(1) Field of the Invention
The present invention relates to a driver circuit of an integrated circuit for driving light emitting elements such as light emitting diodes (LED) or fluorescent display elements, and more particularly to a driver circuit having a plurality of driving outputs.
(2) Description of the Prior Art
A conventional driver circuit of the kind to which the present invention relates is shown by a block diagram in FIG. 1. As shown therein, a 4-bit shift register 1 is provided with a DATA terminal for receiving a data signal (hereinafter referred to as "DATA signal") and a CLK terminal for receiving a clock signal (hereinafter referred to as "CLK signal"), and outputs an output signal of 4-bits in synchronization with the CLK signal. A 4-bit latch 2 is provided with a LAT terminal for receiving a latch signal (hereinafter referred to as "LAT signal"), and latches the 4-bit output signal outputted from the shift register 1 in response to the LAT signal. There are four AND gates 3 each having two input terminals to one of which a blank signal (hereinafter referred to as "BLK signal") is externally inputted as an external control signal and to the other of which the output signal from the latch 2 is inputted. The respective AND gates 3 perform logical AND operations on the two inputted signals and output their output signals from respective output terminals Q.sub.0 through Q.sub.3.
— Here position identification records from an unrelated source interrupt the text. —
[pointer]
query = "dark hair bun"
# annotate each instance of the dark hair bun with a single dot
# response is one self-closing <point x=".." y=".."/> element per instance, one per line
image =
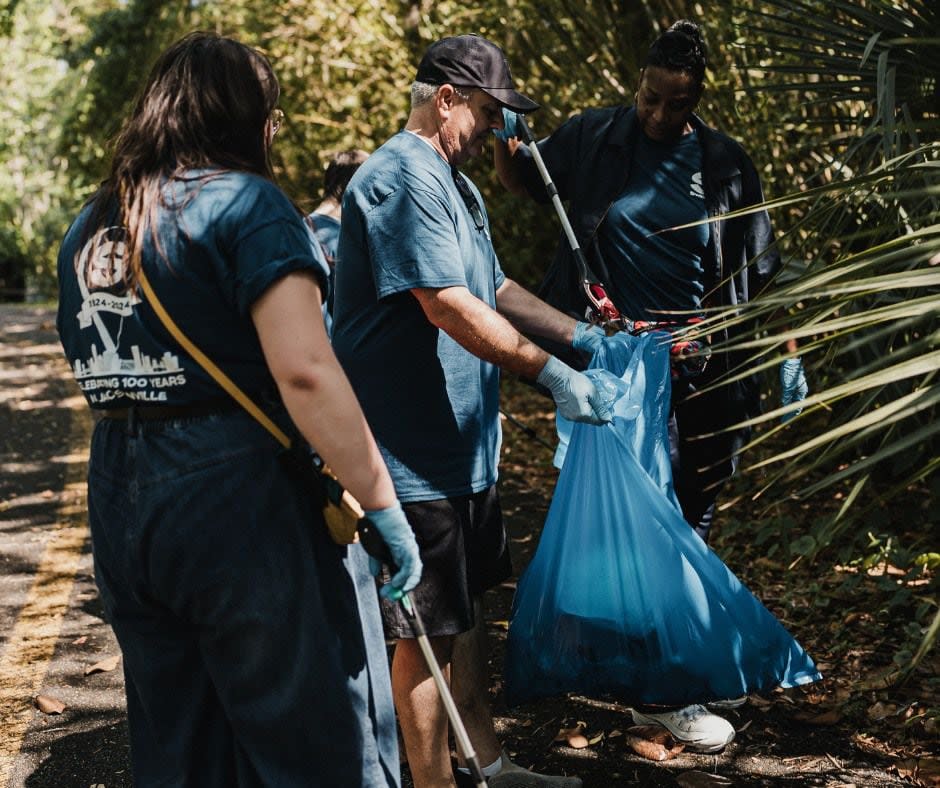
<point x="680" y="48"/>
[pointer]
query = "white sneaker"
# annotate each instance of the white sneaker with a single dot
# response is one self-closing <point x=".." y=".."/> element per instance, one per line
<point x="727" y="703"/>
<point x="694" y="726"/>
<point x="512" y="775"/>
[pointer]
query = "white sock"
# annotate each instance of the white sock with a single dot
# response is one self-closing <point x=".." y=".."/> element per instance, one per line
<point x="488" y="771"/>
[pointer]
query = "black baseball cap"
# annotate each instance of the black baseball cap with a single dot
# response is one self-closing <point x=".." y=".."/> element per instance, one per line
<point x="472" y="61"/>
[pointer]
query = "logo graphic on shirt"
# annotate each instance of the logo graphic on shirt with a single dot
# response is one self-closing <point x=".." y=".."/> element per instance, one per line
<point x="106" y="375"/>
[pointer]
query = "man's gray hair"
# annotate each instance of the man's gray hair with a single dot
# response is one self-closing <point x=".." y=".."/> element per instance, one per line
<point x="422" y="93"/>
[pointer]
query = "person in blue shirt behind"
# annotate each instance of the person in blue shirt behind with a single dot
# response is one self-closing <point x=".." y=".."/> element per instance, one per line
<point x="424" y="319"/>
<point x="640" y="182"/>
<point x="252" y="646"/>
<point x="326" y="217"/>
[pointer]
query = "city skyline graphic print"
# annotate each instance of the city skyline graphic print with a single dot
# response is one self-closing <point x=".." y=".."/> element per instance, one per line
<point x="116" y="370"/>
The operation of the conventional driver circuit described above is explained with reference to a timing chart shown in FIG. 2. The DATA signal serially inputted to the DATA terminal is loaded in or inputted to the 4-bit shift register 1 in response to the respective leading edges of the CLK signal, and is parallelly outputted from the 4-bit shift register 1. The output signals from the 4-bit shift register 1 are latched by the 4-bit latch 2 when the LAT signal is at a "High" level (hereinafter referred to as "H"), and are supplied to the AND gates 3. When the BLK signal is at a "low" level (hereinafter referred to as "L"), since the AND gates 3 are in their OFF state, the output signals from the output terminals Q.sub.0 -Q.sub.3 are always at "L". Contrary to the above, when the BLK signal turns to "H", since the AND gates 3 become ON, the output signals from the latch 2 are transferred to the output terminals Q.sub.0 -Q.sub.3 through the AND gates 3. In this case, when the BLK signal turns to "H", the output signals from the output terminals Q.sub.0 -Q.sub.3 change from "L" to "H" and, when the BLK signal turns to "L", the output signals from the output terminals Q.sub.0 -Q.sub.3 change from "H" to "L". Consequently, during the transient state of changes in the output signals from the output terminals Q.sub.0 -Q.sub.3, there flows a switching current which causes noise to be produced in signal lines. This switching current is proportional to the number of the outputs so that, where the number of the outputs is N, such current is N times the switching current of a single output.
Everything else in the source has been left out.